2021年7月1日の「三宅民夫のマイあさ!」7時台を聴いていたところ、「深よみ。『消えた"反ワクチン派本"医療情報発信と表現の自由』」(以下、「番組」と表記)の内容が気になった。2021年7月8日7時40分配信終了なので、
https://www.nhk.or.jp/radio/ondemand/detail.html?p=5642_04 から「三宅民夫のマイあさ!7時台:深よみ。『消えた "反ワクチン派本" 神庭(かんば。筆者補足)亮介』」を探して聴いてみよう。
番組によると、「Amazonで、ランキング1位の本が、突如姿を消した」(後に復活)ことについて、バズフィードジャパンニュース副編集長の神庭亮介さんの見解を訊くというもの。
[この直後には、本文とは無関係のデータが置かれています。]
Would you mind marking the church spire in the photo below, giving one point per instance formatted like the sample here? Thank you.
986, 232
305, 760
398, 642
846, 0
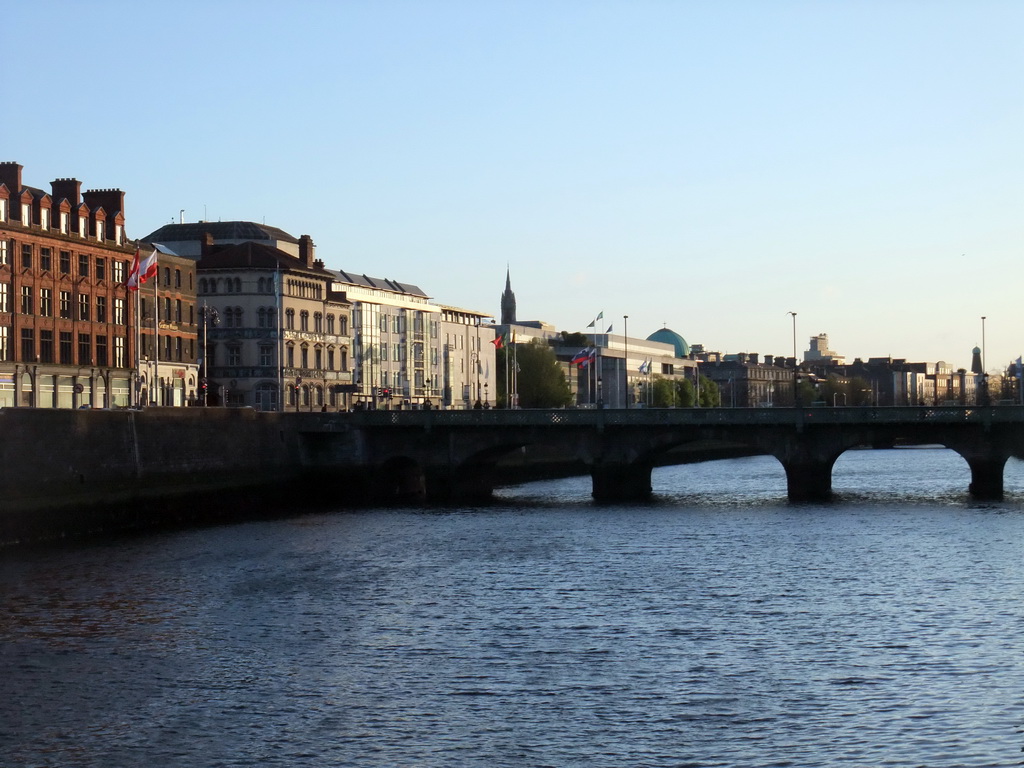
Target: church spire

神庭さんは番組において"反ワクチン派本”が消えたことについて、Amazonを否定的に評価しなかった。SNSも俎上にあげ、怪しげな情報の遮断を支持するかのような発言をした。また、Googleのファクトチェック記事の紹介もした。
しかし、AmazonとSNS、検索エンジンを同じに考えていいわけではない。
Amazonでは0円で読めるコンテンツもあるが、通常は有料のコンテンツを販売する。そういうところであれば、Amazonのルールで売らないのはいいとしても(番組の表現では「営業の自由」)、品ぞろえから消すのは慎重にした方がよいと思う。科学というのは反証可能性があるから成り立つとカール・ポパーが書いたらしいが*1、通説と反対だから流通させないというのは科学的態度ではない。一方、SNSや検索エンジンはちょっと違う。SNSはいわば雑誌の編集と同じに考えればいいと思う。SNSの公開度で異なる扱いはあろうが、流通したら困る情報を遮断するのはあり得る。検索エンジンも人気だけが大事ではなく妥当性も大事なので(だから以前Yahoo!にあったようなカテゴリー検索も意味があった。小笠原喜康『新版 大学生のためのレポート・論文術』(講談社現代新書、2009)p73)、表示順位を変えることが妥当な場合もある。
この問題は、インターネット特有の問題にするより、現実社会に類推して考えた方が妥当な見解が得られると思うが、いかがだろうか。